The Federal Government has announced that only 30 per cent of the 2025 capital budget will be implemented before the end of November, with the remaining 70 per cent deferred into the 2026 capital framework.
The decision forms part of measures aimed at accelerating project execution while ensuring strict adherence to procurement regulations.
The directive was disclosed in a statement issued by the Office of the Accountant-General of the Federation, confirming that Ministries, Departments and Agencies (MDAs) must comply fully with the Public Procurement Act in executing capital projects under the extended 2025 fiscal cycle.
Strict Procurement Compliance Mandated
Minister of State for Finance, Mrs Doris Uzoka-Anite, delivered the directive during a stakeholders’ meeting at the Federal Ministry of Finance in Abuja. She stressed that capital disbursements must follow due process and be backed by available cash before execution.
According to the statement, no payment for capital projects will be processed outside approved procurement procedures. The Minister added that sufficient funds exist to clear outstanding obligations, urging MDAs to update documentation to facilitate faster processing.

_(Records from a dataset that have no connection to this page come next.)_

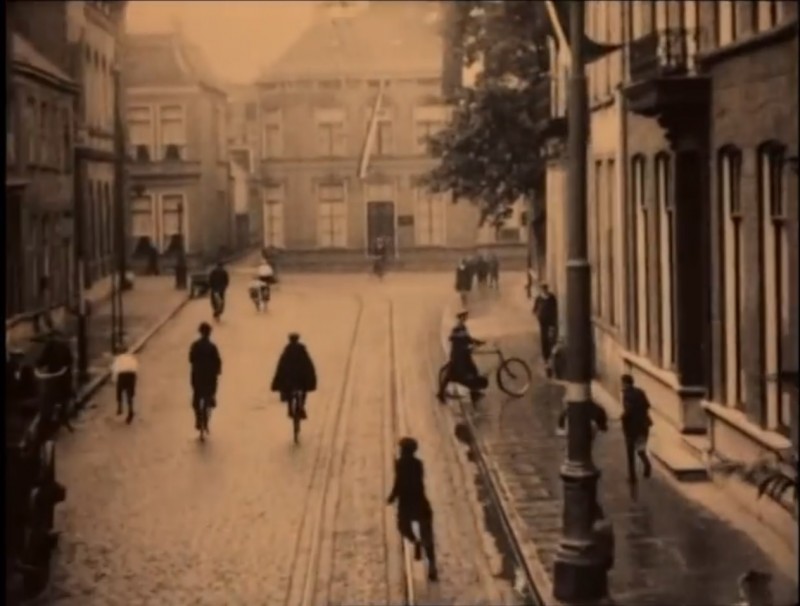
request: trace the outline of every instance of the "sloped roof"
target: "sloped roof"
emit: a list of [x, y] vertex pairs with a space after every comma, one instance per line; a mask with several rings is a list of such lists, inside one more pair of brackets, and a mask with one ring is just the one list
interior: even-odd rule
[[63, 84], [74, 85], [75, 81], [64, 70], [36, 50], [33, 44], [17, 32], [12, 34], [12, 56], [20, 63], [44, 75], [60, 80]]
[[439, 75], [439, 2], [372, 2], [350, 17], [320, 11], [315, 22], [261, 74], [260, 81], [325, 76]]
[[178, 32], [128, 35], [124, 55], [128, 86], [203, 84], [222, 91], [200, 48]]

Treasury Implementation to Begin
The Accountant-General of the Federation, Dr Shamseldeen Ogunjimi, confirmed that the Government Integrated Financial Management Information System (GIFMIS) has been fully restored.
He disclosed that warrants have already been issued to MDAs and that Treasury House will commence implementation of the 30 per cent component of the 2025 budget before the end of next week.
The restructuring follows earlier fiscal directives embedded in the 2026 Abridged Budget Call Circular, which required MDAs to migrate a substantial portion of 2025 capital allocations into the 2026 fiscal structure to prioritise project completion and manage revenue constraints.
Budget performance data indicates that although N18.53 trillion was appropriated for capital expenditure in 2025, actual releases between January and July stood at N834.80 billion against a pro rata benchmark of N10.81 trillion — reflecting a 7.72 per cent performance rate.
The policy effectively realigns capital execution timelines, consolidating spending within the 2026 fiscal window while maintaining compliance oversight.